= Curtis King (director) =

Founder of The Black Academy of Arts and Letters

Curtis King (born 1951) is the founder, chief executive and president of The Black Academy of Arts and Letters (TBAAL), an arts organization founded in Dallas, Texas. King has written and directed live productions for audiences in Dallas and throughout the United States.
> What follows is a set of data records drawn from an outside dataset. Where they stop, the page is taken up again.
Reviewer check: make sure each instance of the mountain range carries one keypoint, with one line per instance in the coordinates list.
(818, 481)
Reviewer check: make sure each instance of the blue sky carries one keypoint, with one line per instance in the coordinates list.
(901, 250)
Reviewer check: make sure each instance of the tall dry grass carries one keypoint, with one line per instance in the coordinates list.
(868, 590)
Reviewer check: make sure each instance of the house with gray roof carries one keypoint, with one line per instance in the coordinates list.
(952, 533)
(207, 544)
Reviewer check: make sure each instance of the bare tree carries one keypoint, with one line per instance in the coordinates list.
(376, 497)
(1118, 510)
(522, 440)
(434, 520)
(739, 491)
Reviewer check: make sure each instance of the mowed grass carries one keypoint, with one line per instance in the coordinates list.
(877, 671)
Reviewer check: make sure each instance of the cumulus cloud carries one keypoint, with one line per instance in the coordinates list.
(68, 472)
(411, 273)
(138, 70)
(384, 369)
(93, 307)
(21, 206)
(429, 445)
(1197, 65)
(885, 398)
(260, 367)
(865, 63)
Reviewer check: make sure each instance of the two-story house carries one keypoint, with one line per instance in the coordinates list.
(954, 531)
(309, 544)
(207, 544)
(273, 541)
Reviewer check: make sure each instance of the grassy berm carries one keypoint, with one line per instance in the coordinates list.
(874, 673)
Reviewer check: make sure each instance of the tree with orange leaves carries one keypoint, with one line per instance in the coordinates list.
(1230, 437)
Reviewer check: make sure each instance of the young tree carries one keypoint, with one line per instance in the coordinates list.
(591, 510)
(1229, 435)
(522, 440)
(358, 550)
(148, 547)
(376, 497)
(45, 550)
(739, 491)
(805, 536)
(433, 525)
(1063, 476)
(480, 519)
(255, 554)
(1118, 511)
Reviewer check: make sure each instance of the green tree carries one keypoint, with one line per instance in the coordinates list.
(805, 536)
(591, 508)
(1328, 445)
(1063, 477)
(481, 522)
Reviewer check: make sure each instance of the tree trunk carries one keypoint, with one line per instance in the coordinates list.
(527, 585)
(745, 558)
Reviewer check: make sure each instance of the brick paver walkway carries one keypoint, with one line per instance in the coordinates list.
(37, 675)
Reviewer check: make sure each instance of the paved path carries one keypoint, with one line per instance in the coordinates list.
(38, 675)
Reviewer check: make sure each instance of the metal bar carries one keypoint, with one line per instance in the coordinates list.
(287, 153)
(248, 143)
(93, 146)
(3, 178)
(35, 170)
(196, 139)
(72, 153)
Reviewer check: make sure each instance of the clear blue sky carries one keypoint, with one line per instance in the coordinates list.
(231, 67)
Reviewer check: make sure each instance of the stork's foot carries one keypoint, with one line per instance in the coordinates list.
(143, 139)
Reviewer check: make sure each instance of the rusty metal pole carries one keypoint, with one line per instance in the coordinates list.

== Early life and education ==
King was born on December 20, 1951, in Coldwater, Mississippi. He graduated from Tate County High School, a segregated high school, in 1969, and attended Jackson State University, where he was mentored by poet and writer Margaret Walker. King earned his master's degree in theater from Texas Christian University in 1974, and worked for the Mayor's Council on Youth Opportunity in Fort Worth and the Sojourner Truth Theater Company prior to founding TBAAL.

== Career ==
King founded the Junior Black Academy of Arts and Letters in 1977 with $250. He recruited performers and supporters, and the organization initially operated in his apartment in Dallas. It became The Black Academy of Arts and Letters (TBAAL) in 1997. TBAAL is now housed at the Kay Bailey Hutchison Convention Center and hosts over one hundred performances per year.

King wrote and directed "I Remember...", the 1993 Kennedy Center gala celebration commemorating the 30th anniversary of the March on Washington. King wrote, directed, and produced many of TBAAL's most well known series including Symphony with the Divas, The Christmas/Kwanza Celebration, The Juneteenth Jam, and the Emmy award winning Black Music and the Civil Rights Movement Concert.

King received the Larry Leon Hamlin Producer's Award from the National Black Theatre Festival in 2001. In 2017, he founded the Riverfront Jazz Festival in Dallas, and is the producer of this annual event.